Capa da 2.ª edição do livro "O Essencial sobre Fernando Pessoa", de Maria José de Lancastre (Col. Essencial, Vol. 9, Lisboa: Imprensa Nacional-Casa da Moeda, 1998)


Assinalamos o 135.º aniversário natalício de Álvaro de Campos, dando destaque a um seu poema que não podia vir mais a propósito, embora a escolha seja a mais óbvia: "Aniversário". A 13 de Junho de 2018, por ocasião do 130.º aniversário do nascimento de Fernando Pessoa, apresentámos o poema dito por Luís Lima Barreto [cf. Fernando Pessoa/Álvaro de Campos: "Aniversário", por Luís Lima Barreto], pelo que hoje, resgatamos a gravação mais antiga das duas de Germana Tânger que integram o audiolivro "Poemas de Almada Negreiros, Mário de Sá-Carneiro, Fernando Pessoa ditos por Germana Tânger", publicado em 2004, com chancela da Assírio & Alvim. O poema "Aniversário", de Álvaro de Campos, era dos mais queridos da distinta dizedora [é disso prova tê-lo escolhido para dizer no programa "Câmara Clara", de Paula Moura Pinheiro, emitido a 15 Jun. 2008 >> YouTube], o que nos permite imaginar que lá no assento etéreo onde repousa esboce um sorriso ao nosso gesto de trazer à tona, neste ano em que se comemora o seu 105.º aniversário (nasceu em 1920, a 16 de Janeiro), o registo de um momento feliz e jubiloso do recital que deu no Teatro de São Luiz, no limiar da década de 1970. Boa escuta!

Germana Tânger também disse muita e boa poesia de língua portuguesa na rádio pública, designadamente nos programas "Tempo de Poesia" e "Poesia de um Só Poeta" (1973) [>> RTP-Arquivos]. Seria bom que a nova direcção de programas das Antenas 1 e 3 não deixasse terminar o ano sem emitir um ciclo de homenagem à saudosa dizedora com registos extraídos daqueles programas, o qual poderia muito bem começar pela poesia pessoana, tendo em conta a efeméride que se aproxima do noventenário da morte do genial poeta dos heterónimos.



ANIVERSÁRIO



Poema de Álvaro de Campos (in "Presença: Folha de Arte e Crítica", N.º 27, Coimbra, Jun.-Jul. 1930 – p. 2; "Poesias de Álvaro de Campos", Col.
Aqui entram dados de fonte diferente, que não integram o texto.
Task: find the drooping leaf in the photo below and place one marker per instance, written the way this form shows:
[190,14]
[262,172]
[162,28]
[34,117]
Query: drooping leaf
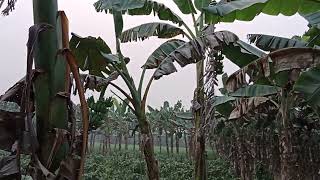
[256,90]
[96,82]
[247,105]
[88,54]
[194,51]
[241,53]
[159,9]
[218,100]
[140,7]
[144,31]
[288,59]
[312,37]
[184,115]
[162,52]
[313,19]
[199,4]
[309,85]
[246,10]
[223,104]
[10,6]
[118,5]
[185,6]
[271,43]
[118,23]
Poesia, Série 'Obras Completas de Fernando Pessoa', Vol. II, Lisboa: Edições Ática, 1944, 1993 – p. 284-286; "Álvaro de Campos: Vida e Obras do Engenheiro", Introdução, organização, transcrição e notas de Teresa Rita Lopes, Lisboa: Editorial Estampa, 1990; "Álvaro de Campos: Livro de Versos", Introdução, transcrição, organização e notas de Teresa Rita Lopes, Lisboa: Editorial Estampa, 1993; "Poesia de Álvaro de Campos", Org. Teresa Rita Lopes, Col. Obras de Fernando Pessoa, Vol. 16, Lisboa: Assírio & Alvim, 2002, 2013, 2019 – p. 403-405)
Recitado por Germana Tânger* (in livro/CD "Poemas de Almada Negreiros, Mário de Sá-Carneiro, Fernando Pessoa ditos por Germana Tânger", Col. Sons, Lisboa: Assírio & Alvim, 2004)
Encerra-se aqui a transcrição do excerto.